Les salariés de l’enseigne Action manifestent leur mécontentement ce samedi 5 septembre. Le mouvement, national, est parti de Toulouse où plusieurs salariés dénoncent de mauvaises conditions de travail avec des cadences intenables et des pressions de leur hiérarchie. À Launaguet, soutenus par la CGT, les grévistes ont invité les clients à faire demi-tour.

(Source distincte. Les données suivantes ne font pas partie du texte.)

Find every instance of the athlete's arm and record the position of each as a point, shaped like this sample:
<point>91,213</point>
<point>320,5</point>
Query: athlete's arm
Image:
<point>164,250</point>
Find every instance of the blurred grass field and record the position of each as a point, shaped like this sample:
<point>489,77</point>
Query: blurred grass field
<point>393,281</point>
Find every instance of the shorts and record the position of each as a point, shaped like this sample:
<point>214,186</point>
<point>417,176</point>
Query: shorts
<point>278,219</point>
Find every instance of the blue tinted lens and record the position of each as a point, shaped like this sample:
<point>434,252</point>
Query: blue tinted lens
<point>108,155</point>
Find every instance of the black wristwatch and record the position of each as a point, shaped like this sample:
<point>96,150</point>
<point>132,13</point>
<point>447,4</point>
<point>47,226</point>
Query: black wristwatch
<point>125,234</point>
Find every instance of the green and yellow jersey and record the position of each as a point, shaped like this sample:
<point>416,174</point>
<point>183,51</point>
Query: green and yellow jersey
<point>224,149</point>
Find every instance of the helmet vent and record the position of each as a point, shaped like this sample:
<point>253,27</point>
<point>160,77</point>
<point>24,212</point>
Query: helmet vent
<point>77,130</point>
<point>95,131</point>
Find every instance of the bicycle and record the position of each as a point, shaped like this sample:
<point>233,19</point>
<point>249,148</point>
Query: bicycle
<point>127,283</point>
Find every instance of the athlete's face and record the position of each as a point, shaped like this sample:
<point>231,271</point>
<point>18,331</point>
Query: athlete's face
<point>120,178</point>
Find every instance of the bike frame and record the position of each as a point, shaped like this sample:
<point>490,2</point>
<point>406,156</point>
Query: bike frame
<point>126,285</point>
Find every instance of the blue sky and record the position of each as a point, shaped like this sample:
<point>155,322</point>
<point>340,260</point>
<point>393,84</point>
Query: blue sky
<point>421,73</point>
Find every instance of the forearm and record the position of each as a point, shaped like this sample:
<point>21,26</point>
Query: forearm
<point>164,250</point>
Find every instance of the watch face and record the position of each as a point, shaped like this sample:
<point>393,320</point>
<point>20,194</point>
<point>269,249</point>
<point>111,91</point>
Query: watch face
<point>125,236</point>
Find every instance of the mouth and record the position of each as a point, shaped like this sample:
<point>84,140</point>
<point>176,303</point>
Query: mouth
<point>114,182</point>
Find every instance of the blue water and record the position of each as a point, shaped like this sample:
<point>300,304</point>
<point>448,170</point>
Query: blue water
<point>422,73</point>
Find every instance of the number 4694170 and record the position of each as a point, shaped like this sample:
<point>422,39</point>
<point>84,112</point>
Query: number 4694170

Ce samedi 5 septembre, les salariés de l’enseigne de discount Action ont appelé à la grève dans l’ensemble des magasins du pays, à l’initiative de la CGT Commerce et Services. Un mouvement national dont le point de départ se trouve dans l’agglomération toulousaine, où des salariés ont été les premiers à dénoncer leurs conditions de travail.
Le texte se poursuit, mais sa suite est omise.